Mesmo assim, pegou uma cesta básica e avisou que ia comê-la na igreja que
frequentava. Ninguém o impediu – à revelia da arbitrariedade. Tempos atrás, um
agente de uma igreja disse a um carrinheiro que não devia comer o que lhe
serviam os umbandistas. E soltou uma ladainha de ignorâncias. Mas a fome falou
mais alto. “Pô cara, quer que eu coma a Bíblia?”
A passagem até que é
engraçada – ainda que os ataques a terreiros, verificados na Baixada
Fluminense, no Rio de Janeiro, os deixem nos nervos. O grupo está preparado
para o rojão armado contra a umbanda em tudo que é canto em que o preconceito
se aninha – incluindo onde não faz o menor sentido, como escolas e outras
igrejas.
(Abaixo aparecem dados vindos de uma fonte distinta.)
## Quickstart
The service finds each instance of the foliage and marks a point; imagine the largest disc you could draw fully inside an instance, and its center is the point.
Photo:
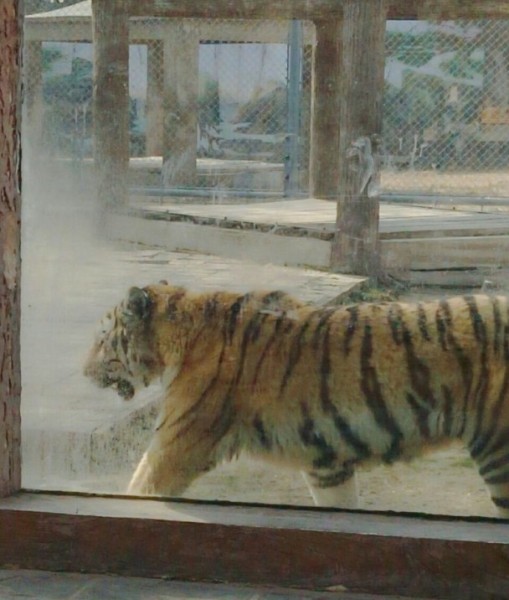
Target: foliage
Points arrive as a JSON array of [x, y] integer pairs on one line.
[[266, 113]]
Ou no meio político.
Em 2015, ao receber
título de Utilidade Pública, da Câmara Municipal de Curitiba, numa iniciativa
da vereadora Julieta Reis, a turma do Cruzeiro das Almas sofreu achaques da ala
mais conservadora da instituição. A premiação foi feita quase que às escondidas
– tamanha a animosidade. Gerou desconforto, mas não mudou uma vírgula. O
religioso é sobretudo um distribuidor de abraços. Em vez dos desaforos sofridos
pela bancada da fé, prefere lembrar a noite em que seu terreiro recebeu a visita
de um pastor, que pediu um passe. O episódio permitiu o melhor dos mundos em
poucos minutos. Deu-se no “peji”, altar em iorubá, diante das imagens de São
Sebastião (Oxóssi), da Imaculada Conceição (Mamãe Oxum), São Lázaro (Omolu),
Iemanjá, Santa Bárbara (Iansã), São Jorge (Ogum), São Jerônimo (Xangô) – e da
estrela de Davi.
P.S. As visitas de não-umbandistas se sucedem –
em especial no evento chamado “Dia simples de viver”, com duas edições por ano.
O barracão de cem metros quadrados se converte em auditório para palestras
sobre saúde, dependência química, orientação jurídica e apresentações
culturais. Em edições recentes, passaram por ali a tenente da PM Luci Belão –
para tratar da violência contra a mulher, e o advogado Diogo Busse – conhecido
militante antidrogas. O terreiro é uma usina de ideias – é dos deuses.